My future plans furthering my education include getting a Master of Arts in Sociology or possibly a Master of Jurisprudence in Children’s Law. My advice for prospective students is: it’s never too late to choose your passion. Whether you’re 15 and planning your future career or 50 and changing your career, do what you love! Sociology is my passion, what’s yours?”

Eva Gonzalez, LCSW

Class of 2015

Sociology Alumni I had begun my years at Lewis University with my goal to enter the field of mental health. When I had an opportunity to obtain a second major, I did not realize how impactful the decision to study Sociology would be on later obtaining my Masters in Social Work and serving clients through a holistic lens. My time as a Sociology student transformed the way I viewed the work with individuals in that it challenged me to recognize the impact of systems and histories as well as helped me understand the purpose of having challenging conversations needed to do the work we strive to get done in the field of mental health. I am particularly grateful for the support and guidance from Dr. Tennille Allen during my time as a student as I recognize the seeds that she had planted many years ago continue to bloom today.

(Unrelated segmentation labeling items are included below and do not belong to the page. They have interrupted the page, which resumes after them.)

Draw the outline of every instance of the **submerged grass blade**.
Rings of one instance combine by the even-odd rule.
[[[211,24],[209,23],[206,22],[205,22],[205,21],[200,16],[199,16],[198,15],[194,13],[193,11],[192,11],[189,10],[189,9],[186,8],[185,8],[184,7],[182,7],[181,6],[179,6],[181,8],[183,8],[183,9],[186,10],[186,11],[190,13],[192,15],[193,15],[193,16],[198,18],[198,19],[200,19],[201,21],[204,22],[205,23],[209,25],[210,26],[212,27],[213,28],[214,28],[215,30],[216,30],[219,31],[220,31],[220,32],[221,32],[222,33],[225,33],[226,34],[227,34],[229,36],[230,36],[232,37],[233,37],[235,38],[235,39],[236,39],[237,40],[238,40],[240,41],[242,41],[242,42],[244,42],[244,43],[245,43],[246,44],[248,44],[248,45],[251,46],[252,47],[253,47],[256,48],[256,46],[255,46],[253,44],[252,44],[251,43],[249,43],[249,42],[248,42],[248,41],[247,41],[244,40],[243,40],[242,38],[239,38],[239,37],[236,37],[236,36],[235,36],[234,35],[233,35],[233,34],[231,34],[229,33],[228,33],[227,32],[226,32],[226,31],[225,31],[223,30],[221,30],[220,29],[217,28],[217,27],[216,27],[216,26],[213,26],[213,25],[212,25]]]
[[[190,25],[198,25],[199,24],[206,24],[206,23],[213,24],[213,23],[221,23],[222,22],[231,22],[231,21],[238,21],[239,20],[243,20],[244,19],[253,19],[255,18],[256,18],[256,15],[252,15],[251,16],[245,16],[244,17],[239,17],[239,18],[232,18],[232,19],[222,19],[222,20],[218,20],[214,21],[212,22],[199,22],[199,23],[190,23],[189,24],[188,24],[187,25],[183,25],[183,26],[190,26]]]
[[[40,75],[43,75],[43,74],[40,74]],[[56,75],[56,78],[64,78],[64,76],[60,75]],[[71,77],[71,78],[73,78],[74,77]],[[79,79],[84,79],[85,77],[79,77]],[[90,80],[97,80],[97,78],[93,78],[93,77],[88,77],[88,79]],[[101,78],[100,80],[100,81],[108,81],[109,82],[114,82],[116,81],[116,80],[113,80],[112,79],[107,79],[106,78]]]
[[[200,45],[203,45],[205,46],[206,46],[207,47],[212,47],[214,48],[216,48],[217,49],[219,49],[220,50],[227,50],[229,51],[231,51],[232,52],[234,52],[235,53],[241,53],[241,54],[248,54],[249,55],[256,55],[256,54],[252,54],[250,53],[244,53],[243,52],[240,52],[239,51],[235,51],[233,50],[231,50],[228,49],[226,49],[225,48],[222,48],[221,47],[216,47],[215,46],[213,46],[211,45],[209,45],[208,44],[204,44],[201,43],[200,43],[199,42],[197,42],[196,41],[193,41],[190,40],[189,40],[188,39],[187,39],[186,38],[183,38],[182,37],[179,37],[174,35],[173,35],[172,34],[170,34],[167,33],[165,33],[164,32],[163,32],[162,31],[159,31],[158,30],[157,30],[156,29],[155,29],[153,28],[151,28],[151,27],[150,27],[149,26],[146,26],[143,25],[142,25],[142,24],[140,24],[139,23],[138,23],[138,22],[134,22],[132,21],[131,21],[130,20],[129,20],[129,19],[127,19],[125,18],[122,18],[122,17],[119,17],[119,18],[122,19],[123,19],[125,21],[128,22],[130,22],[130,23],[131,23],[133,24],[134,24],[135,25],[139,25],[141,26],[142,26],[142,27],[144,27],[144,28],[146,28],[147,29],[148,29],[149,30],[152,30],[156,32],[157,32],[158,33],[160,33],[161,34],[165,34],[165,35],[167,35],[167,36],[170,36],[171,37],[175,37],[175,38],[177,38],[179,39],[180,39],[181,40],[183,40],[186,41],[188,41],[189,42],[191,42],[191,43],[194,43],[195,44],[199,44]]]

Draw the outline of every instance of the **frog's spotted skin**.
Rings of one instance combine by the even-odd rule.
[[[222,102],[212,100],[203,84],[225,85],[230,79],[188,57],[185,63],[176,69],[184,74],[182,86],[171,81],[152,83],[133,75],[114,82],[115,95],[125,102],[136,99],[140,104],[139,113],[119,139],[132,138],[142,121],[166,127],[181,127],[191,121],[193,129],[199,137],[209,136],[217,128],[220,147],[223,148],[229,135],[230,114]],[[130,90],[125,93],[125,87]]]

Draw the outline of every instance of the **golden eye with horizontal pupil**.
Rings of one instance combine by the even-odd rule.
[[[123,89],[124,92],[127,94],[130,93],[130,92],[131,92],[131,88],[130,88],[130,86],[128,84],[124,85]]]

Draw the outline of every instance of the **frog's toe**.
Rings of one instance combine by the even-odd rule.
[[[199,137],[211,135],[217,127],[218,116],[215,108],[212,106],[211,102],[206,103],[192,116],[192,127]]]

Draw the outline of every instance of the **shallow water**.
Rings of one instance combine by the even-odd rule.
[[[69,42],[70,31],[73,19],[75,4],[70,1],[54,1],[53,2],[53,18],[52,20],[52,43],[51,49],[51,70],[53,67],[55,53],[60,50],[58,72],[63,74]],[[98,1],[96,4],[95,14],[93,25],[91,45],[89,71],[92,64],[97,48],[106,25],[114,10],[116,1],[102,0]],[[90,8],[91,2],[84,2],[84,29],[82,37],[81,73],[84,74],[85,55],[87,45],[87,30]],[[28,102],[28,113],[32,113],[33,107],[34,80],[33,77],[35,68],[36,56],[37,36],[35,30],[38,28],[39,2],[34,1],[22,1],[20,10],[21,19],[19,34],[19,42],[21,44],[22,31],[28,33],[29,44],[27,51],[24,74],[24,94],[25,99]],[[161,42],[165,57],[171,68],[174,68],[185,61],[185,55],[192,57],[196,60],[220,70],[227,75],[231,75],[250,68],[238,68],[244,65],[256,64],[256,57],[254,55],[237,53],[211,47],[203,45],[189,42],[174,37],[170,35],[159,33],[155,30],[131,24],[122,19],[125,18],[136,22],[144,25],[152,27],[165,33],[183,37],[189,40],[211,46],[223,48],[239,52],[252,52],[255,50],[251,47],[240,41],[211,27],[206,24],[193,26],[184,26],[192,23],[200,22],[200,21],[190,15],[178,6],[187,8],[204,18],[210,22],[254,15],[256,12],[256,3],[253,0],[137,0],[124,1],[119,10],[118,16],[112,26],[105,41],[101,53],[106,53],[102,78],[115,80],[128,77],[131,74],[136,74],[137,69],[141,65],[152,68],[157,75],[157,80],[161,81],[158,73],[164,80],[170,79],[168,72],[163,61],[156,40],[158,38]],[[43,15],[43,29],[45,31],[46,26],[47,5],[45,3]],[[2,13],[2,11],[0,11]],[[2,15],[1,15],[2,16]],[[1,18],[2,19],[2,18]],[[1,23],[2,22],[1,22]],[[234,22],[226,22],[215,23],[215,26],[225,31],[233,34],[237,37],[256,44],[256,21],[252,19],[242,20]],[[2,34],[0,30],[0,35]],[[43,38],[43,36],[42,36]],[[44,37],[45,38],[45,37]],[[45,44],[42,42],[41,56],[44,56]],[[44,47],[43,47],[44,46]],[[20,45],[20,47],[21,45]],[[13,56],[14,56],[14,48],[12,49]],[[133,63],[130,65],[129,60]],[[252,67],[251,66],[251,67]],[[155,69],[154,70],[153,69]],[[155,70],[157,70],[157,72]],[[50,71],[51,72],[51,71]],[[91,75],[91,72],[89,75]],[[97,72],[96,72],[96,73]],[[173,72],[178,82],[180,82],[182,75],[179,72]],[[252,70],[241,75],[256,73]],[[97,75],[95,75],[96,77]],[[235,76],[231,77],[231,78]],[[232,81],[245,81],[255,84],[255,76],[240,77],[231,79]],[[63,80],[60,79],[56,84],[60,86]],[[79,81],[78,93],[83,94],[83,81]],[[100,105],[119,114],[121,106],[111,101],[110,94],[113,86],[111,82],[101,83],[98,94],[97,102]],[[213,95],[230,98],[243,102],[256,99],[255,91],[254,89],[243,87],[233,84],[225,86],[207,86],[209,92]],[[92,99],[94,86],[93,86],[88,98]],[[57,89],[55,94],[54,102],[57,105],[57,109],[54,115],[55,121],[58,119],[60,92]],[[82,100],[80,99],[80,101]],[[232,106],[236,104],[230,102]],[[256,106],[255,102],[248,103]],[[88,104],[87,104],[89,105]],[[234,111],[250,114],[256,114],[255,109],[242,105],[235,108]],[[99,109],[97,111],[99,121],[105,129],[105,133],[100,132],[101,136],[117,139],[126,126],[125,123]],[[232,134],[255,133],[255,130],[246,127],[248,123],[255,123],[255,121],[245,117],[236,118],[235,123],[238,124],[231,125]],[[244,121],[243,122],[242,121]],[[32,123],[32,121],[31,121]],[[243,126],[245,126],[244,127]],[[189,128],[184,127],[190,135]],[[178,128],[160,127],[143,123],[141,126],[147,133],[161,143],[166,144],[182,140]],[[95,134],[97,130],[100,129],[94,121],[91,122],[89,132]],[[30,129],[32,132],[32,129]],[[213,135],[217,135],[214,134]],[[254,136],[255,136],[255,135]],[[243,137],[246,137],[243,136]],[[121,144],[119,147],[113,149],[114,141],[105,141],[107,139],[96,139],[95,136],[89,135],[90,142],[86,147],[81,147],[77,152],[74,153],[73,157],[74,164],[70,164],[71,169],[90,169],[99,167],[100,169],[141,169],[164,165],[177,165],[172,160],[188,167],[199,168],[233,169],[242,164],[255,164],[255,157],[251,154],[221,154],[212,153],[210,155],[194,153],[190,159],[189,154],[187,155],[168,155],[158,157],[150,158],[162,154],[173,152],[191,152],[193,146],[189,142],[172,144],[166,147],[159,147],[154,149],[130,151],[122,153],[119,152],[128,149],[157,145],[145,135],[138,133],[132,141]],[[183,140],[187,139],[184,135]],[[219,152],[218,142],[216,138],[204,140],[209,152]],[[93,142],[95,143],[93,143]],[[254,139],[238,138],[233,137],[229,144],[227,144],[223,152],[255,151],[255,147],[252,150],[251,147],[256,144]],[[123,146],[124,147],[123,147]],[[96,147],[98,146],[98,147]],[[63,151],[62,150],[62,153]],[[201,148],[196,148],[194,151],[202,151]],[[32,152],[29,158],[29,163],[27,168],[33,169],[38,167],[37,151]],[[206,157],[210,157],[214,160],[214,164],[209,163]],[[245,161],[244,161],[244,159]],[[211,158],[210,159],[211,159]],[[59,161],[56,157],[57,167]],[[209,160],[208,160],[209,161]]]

The lessons from the classroom became the foundation to the way I understand how systems and communities work and understanding the intersectionality of identity helped me to make sense of my own experiences. I currently work as a Licensed Clinical Social Worker at a university focusing on the mental health needs of students with underrepresented identities and working with my team to provide services by way of community healing. To current and prospective students, I encourage you to find your community of connections or people where you can find rest, rejuvenation, and joy while you navigate this phase in life that can bring various challenges and responsibilities.

I think back to my time as an undergraduate and feel gratitude that I found community with other students and with professors, an experience that greatly contributed to and helped me succeed as a scholar and a professional.